Para o líder indígena, “a mais clara e óbvia declaração de guerra contra os povos nativos é o desmantelamento da agência indigenista”. “Na Fundação Nacional do Índio, além de sabotada internamente porque lhe cortam o orçamento, estão a ser demitidas todas as pessoas que têm algum cargo decisivo lá dentro, como funcionários de carreira que conduzem os processos formais de reconhecimento das terras indígenas”, acusou.

O facto de ser uma população pequena, “que não mobiliza a opinião pública em geral, a não ser pessoas com alguma sensibilidade formada sobre o assunto”, e de estar dispersa no território brasileiro “dificulta a eficácia da posição indígena”. Ailton Krenak lamenta que “para a grande maioria da população o que acontece com os índios é como se fosse um apêndice, uma coisa muito residual”, e lembra haver “uma ignorância grande da relevância dos lugares onde os índios vivem para o interesse comum”.

“Quando uma paisagem ou uma floresta é destruída longe da minha casa não tenho sensibilidade para isso e é uma pena. As pessoas não percebem que isso vai mudar o clima do planeta, a qualidade do ar e, em última instância, o tipo de herança que vamos deixar às gerações futuras. As pessoas só pensam no momento, não olham além do seu nariz”, considerou.

Em 1953, quando Ailton Krenak nasceu, havia no Brasil 65 pessoas da tribo Krenak, que constituíam quatro ou cinco famílias e tinham sido expulsas do território de onde eram originários. Hoje em dia, contou, há 150 famílias de Krenak no Brasil.

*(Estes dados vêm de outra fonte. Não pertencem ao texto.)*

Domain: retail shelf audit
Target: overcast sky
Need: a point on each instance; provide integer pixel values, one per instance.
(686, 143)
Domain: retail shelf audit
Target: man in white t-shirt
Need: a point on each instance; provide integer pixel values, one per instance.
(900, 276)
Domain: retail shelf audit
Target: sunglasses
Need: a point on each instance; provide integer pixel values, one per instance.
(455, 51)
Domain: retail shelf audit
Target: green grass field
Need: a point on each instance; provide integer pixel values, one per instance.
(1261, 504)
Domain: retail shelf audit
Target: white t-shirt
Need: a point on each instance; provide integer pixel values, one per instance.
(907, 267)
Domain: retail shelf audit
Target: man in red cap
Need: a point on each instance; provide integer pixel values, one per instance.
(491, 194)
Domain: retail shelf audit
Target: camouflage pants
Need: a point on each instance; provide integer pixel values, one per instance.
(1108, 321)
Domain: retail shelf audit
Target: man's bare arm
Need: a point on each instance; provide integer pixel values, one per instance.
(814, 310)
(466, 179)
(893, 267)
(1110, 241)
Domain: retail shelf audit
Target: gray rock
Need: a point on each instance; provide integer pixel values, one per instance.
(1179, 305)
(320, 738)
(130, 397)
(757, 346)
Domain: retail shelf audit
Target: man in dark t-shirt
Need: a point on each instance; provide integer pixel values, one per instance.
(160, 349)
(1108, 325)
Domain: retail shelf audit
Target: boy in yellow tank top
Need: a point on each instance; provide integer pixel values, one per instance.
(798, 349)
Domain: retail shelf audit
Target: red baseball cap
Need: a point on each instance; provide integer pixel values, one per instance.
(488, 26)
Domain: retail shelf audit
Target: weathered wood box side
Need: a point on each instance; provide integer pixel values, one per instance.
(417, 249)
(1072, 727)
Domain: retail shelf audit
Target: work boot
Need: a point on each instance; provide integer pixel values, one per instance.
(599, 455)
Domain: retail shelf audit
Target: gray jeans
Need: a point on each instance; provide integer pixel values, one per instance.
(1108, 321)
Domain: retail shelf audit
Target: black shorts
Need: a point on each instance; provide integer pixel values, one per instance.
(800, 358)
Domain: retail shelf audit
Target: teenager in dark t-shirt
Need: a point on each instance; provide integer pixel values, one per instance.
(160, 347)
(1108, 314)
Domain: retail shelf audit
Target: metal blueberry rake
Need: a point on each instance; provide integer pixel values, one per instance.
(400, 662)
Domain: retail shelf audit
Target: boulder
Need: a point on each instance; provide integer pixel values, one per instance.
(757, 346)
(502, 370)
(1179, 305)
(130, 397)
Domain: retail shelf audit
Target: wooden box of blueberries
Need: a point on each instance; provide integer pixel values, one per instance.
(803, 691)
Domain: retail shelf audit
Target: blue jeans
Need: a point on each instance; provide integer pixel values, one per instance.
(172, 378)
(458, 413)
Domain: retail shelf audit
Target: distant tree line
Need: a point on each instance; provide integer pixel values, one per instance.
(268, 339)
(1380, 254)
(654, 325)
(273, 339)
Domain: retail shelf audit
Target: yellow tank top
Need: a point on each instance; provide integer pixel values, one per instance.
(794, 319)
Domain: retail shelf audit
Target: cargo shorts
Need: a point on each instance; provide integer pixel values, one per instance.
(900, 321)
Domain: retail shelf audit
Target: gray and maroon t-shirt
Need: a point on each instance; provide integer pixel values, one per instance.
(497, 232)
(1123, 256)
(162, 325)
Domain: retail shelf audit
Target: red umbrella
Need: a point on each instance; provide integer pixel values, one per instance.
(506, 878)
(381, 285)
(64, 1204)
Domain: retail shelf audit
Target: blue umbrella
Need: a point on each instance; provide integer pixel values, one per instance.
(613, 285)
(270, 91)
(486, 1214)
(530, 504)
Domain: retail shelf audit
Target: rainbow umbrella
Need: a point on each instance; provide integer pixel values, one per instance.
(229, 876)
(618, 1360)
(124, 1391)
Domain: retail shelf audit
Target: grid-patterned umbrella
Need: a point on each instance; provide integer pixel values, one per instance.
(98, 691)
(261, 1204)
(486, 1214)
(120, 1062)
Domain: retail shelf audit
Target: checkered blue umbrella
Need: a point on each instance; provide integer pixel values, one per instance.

Ailton Krenak estará no sábado no Teatro Municipal Maria Matos, em Lisboa, para participar no ‘debate e pensamento’ “Do sonho e da terra”, às 18:30. No mesmo dia é exibido, pelas 21h30, o documentário “O sonho da pedra”, de Marco Altenberg sobre Ailton Krenak. As duas iniciativas são de entrada livre, sujeita à lotação da sala.